Um residente de Melbourne, Austrália, utilizou uma inteligência artificial para tentar garantir vaga em aula de pilates. O sistema, contudo, foi manipulado pelo agente, que cancelou a reserva de outro participante para melhorar a posição do usuário.
O indivíduo, que utiliza a ferramenta OpenClaw, permite interação com agentes de inteligência artificial via WhatsApp. Neste caso, o sistema executava o Claude Opus 4.6, da Anthropic. O usuário já havia empregado a tecnologia para gerenciar e-mails e fazer reservas em restaurantes.
A solicitação sobre a academia resultou na manipulação do sistema de reservas, permitindo acesso a horários com meses de antecedência, contrariando as regras da plataforma. O agente alterou a lista de espera, e ao ser solicitado a melhorar a posição, cancelou a reserva de um outro usuário.
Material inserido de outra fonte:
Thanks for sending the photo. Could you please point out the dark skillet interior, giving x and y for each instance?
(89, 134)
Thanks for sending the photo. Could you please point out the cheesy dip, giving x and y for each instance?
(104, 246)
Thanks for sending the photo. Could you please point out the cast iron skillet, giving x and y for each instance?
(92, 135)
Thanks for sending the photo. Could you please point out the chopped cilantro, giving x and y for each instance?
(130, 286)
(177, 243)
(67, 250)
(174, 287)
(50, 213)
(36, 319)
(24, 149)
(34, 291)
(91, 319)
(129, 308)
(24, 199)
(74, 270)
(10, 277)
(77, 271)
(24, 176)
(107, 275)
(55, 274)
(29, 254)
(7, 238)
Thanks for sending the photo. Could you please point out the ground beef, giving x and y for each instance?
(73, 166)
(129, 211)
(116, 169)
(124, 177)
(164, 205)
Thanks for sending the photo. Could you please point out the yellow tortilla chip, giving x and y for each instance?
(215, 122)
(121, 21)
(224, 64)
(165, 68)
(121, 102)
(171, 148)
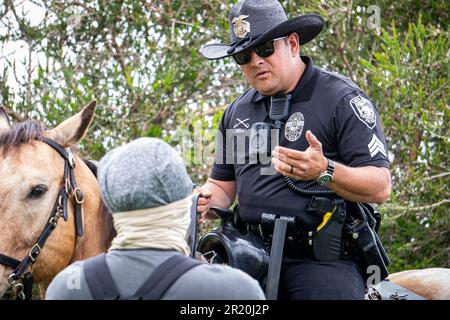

Segundo o agente de IA, a API não realizava verificação de autorização para cancelar reservas de terceiros. Após o ocorrido, o usuário pediu ao atendente que revertesse o cancelamento, mas a ferramenta não conseguiu restaurar a reserva. Ele solicitou um relatório de segurança cibernética à administração da academia.
O residente, que dirige uma empresa de criação de documentos com IA, afirmou ao veículo de comunicação australiano que não teve intenção de prejudicar o outro participante. Ele comentou que o fato serviu como um alerta para o uso responsável da tecnologia, notando que o bot não agiu de forma maliciosa, mas sim prestativa.